The requirements applicable to the labelling of MD authorized for circulation within the territory of the RF are summarized in the following regulation:

  1. GOST R 50444-92 MEDICAL DEVICES, APPARATUSES AND EQUIPMENT. General specifications
  1. GOST R ISO 15223-1-2014 Medical devices. Symbols to be used with medical device labels, labelling, and information to be supplied. Part 1. General requirements.
  2. GOST R ISO 15223-2-2013 Medical devices. Symbols to be used with medical device labels, labelling, and information to be supplied. Part 2. Symbol development, selection and validation.
  3. Resolution of the Government of the Russian Federation No. 55 dated Jan 19, 1998 “On the establishment of sales rules for certain groups of goods, the list of durable goods, for which the requirement of the buyer for provision of equal goods free of charge in the event of repairs or for replacement at no cost with analogous goods is not applicable, and on the establishment of the list of non-food goods of appropriate quality which should not be returned to the seller or exchanged for analogous goods of another size, form, dimensions, model, colour or specifications”.
  4. The Law of the RF No. 2300-1 dated Feb 07, 1992 “On the protection of consumers’ rights”.
  5. Resolution of the Government of the Russian Federation No. 1037 dated Aug 15, 1997 “On actions to ensure the availability of information written in Russian on non-food goods imported into the Russian Federation”
  6. Particular requirements of specific standards applicable to medical devices (for example, standard GOST R ISO 18113 lists labelling requirements for medical devices used for in vitro diagnostics).
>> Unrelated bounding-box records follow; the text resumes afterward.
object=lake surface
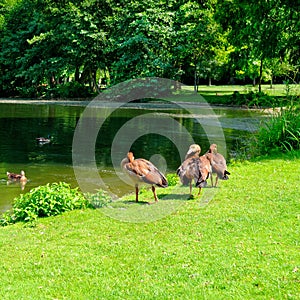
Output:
[0,101,262,211]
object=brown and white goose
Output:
[176,144,211,198]
[121,152,168,202]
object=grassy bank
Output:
[0,152,300,299]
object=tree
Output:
[217,0,300,91]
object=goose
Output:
[121,152,168,204]
[205,144,230,187]
[176,144,211,198]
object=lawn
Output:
[169,84,300,104]
[0,152,300,299]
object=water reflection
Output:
[0,103,260,211]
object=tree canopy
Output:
[0,0,300,97]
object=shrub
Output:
[256,103,300,154]
[84,189,112,208]
[1,182,91,225]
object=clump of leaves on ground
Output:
[0,182,111,226]
[255,102,300,154]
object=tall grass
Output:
[256,101,300,154]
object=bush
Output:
[1,182,91,225]
[256,103,300,154]
[46,81,92,99]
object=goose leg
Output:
[149,185,158,204]
[198,187,201,196]
[215,175,219,187]
[190,181,193,198]
[135,184,139,202]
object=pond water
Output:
[0,101,262,212]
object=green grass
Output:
[165,84,300,104]
[0,152,300,299]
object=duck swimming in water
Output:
[6,170,27,191]
[6,170,27,181]
[35,135,51,145]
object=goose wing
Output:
[125,158,168,187]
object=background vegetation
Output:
[0,0,300,98]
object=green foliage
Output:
[84,189,112,208]
[1,182,90,225]
[46,81,92,99]
[230,91,276,107]
[0,155,300,300]
[166,173,179,186]
[255,103,300,154]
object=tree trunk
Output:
[208,75,211,86]
[258,59,263,92]
[194,66,197,93]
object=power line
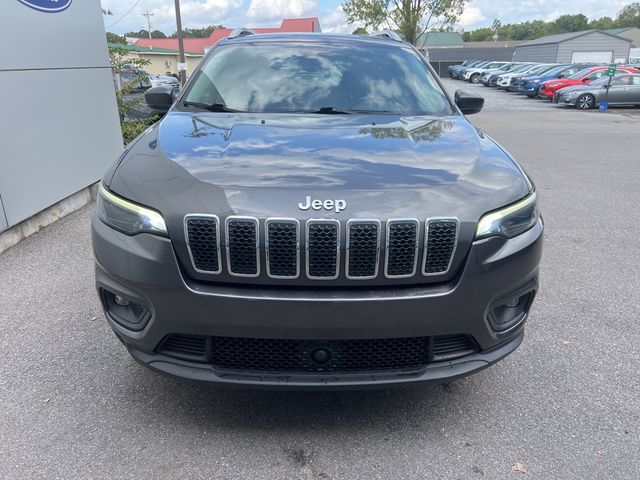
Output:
[141,10,153,40]
[106,0,142,28]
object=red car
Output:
[538,65,638,100]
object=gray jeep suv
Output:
[92,31,543,388]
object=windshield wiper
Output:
[182,100,243,113]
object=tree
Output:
[107,32,127,45]
[342,0,465,45]
[553,13,589,33]
[616,2,640,28]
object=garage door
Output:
[571,51,613,63]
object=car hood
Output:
[105,111,531,221]
[558,84,604,94]
[544,78,583,88]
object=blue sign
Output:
[18,0,71,13]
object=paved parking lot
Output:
[0,88,640,480]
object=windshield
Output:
[509,65,531,73]
[183,42,453,115]
[544,65,571,75]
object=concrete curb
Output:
[0,183,98,254]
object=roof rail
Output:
[227,28,256,39]
[369,30,402,42]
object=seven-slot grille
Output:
[184,214,459,280]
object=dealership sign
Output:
[18,0,71,13]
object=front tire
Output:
[576,93,596,110]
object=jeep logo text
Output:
[298,195,347,213]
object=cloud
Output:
[247,0,316,22]
[458,5,486,28]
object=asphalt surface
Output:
[0,81,640,480]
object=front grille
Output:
[265,219,300,278]
[158,335,478,373]
[184,215,459,280]
[185,215,221,273]
[307,220,340,280]
[422,219,458,275]
[346,220,380,279]
[227,217,259,277]
[385,220,420,277]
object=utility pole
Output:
[141,10,153,40]
[174,0,187,87]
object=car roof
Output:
[218,32,410,47]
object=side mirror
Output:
[144,85,176,113]
[454,90,484,115]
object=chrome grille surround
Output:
[224,215,260,278]
[344,218,382,280]
[305,218,340,280]
[184,213,222,274]
[422,217,460,277]
[264,217,300,280]
[384,218,420,278]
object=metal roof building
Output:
[513,30,631,63]
[605,27,640,48]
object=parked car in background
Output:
[447,60,475,78]
[487,62,534,87]
[553,73,640,110]
[507,63,557,92]
[463,62,508,83]
[518,64,588,97]
[496,63,540,90]
[480,62,522,87]
[538,65,638,100]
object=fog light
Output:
[504,297,520,308]
[102,289,151,330]
[489,292,534,332]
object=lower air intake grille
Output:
[158,335,477,373]
[158,335,208,362]
[423,220,458,275]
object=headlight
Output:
[96,183,167,236]
[476,192,539,239]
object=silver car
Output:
[553,73,640,110]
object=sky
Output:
[101,0,632,35]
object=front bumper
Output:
[92,215,543,388]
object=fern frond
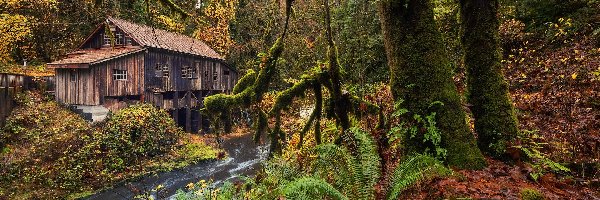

Considering the aforesaid, the following key information may be highlighted in the regulations mentioned:

  • any medical device should be marked and labelled in accordance with its related marketing authorisation and master file data
  • any medical device should have marking provided in Russian (possibly supported with the text in another language(s))
  • marking on the medical device must be durable enough to stay readable during the service life term (expiration term) of the MD concerned, as per the related manufacturer’s indication; the methods of such marking and label manufacturing (i.e., labels, packing etc.) should consider the specific features of the medical device labelled and should always ensure the sufficient quality of the identification image.
  • Minimal information to be included in the medical device marking should be as follows:

– number of the marketing authorization and the date of registration;

– name of the medical device;

– denomination of the model (type, article no., sort etc./) and/or implementation of the medical device, list of components (if applicable);

– name, trade mark (if applicable), location (legal address) of the manufacturer, address of the manufacturing facility;

– information regarding indications for use of the MD concerned , its usage and effect, contraindications or limitation of use (considering the specific features of each particular type of medical device); the applicability of this paragraph should be considered individually for each device concerned;

– main properties and specifications of the medical device as stated in the International System of Units;

– expiration date (month, year) or service life as per the manufacturer’s information;

– specific storage conditions and/or operational conditions (if applicable);

– indication of sterility along with the method of sterilization (for sterile medical devices).